## Text Tokenization

### Sentence Tokenization

In [2]:
import nltk
from nltk.corpus import gutenberg
from pprint import pprint

In [12]:
nltk.download('gutenberg')

[nltk_data] Downloading package gutenberg to
[nltk_data]     /home/fellipe/nltk_data...
[nltk_data]   Package gutenberg is already up-to-date!


True

In [13]:
austen = gutenberg.raw(fileids='austen-emma.txt')

sample_text = 'We will discuss briefly about the basic syntax, structure and\
              design philosophies. There is a defined hierarchical syntax for Python code\
              which you should remember when writing code!
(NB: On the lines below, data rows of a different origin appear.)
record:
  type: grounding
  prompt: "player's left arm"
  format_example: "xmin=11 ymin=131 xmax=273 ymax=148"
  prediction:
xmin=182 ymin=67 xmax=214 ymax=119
Python is a really powerful\
              programming language!'

print(len(austen))

887071


In [14]:
print(austen[0:100])

[Emma by Jane Austen 1816]

VOLUME I

CHAPTER I


Emma Woodhouse, handsome, clever, and rich, with a


In [16]:
nltk.download('punkt')

[nltk_data] Downloading package punkt to /home/fellipe/nltk_data...
[nltk_data]   Unzipping tokenizers/punkt.zip.


True

In [19]:
default_st = nltk.sent_tokenize
austen_sentences = default_st(text=austen)
sample_sentences = default_st(text=sample_text)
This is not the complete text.